You can totally get CF+ve in the centre of Auckland right now believe it or not.joy to the world
marc – yeah, and in the end trading is a job – you don’t trade, you don’t get paid.
joy to the world
I didn’t think it was insensitive in the slightest. I was trying to figure out if wallpaper was being ironic or something? nevertheless i am working on the come-back from hell, complete with calculations. just so I can make a fair comparison, Could you tell me what the rent was per week on the property back in 1987? and what it is now? Or was it your own home so therefore no income whatsoever and no tax benefits?
cheers-
Minijoy to the world
afloat, fabulous!
re: “What ever happened to buying in an area you know v.well “
If I limited myself to that (i.e. London, Sydney, Melbourne, Auckland, wellington, LA) I simply wouldn’t be in the market now! I just made it my business to get to know other areas which had properties which fit my investment criteria.
Have you heard of ‘who moved my cheese’? it’s about a bunch of mice who react differently to the fact that one day the cheese that had always been there had gone. Some went to find more…others stayed there and waited, wingeing about it….you get the picture.
The property cheese may not be where you live, (depending where that is.) And as a property investor, if the cheese has moved, and you don’t move, you end up like the mice in the book who didn’t respond to change….read it to find out what happened to them.!

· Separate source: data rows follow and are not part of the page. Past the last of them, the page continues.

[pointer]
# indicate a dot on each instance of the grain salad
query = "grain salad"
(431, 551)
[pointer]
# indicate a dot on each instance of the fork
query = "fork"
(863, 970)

OK another example – a friend of mine was a grain trader a year or so ago. Fancy boutique offices, Sydney beachfront residence. Negatively geared properties up the wazoo. Then the drought happened. Bugger all grain to trade. His cheese moved. He was unable or unwilling to change – (learn to trade something else? etc) so…..
the business went under, very very fast. no more beachfront residence either. now he’s delivering take-aways. but you know what? he looks happier than I’ve ever known him, rather than stressed. He seems less arrogant and more chilled too.joy to the world
DD, have a fabulous time – you guys deserve everything you get.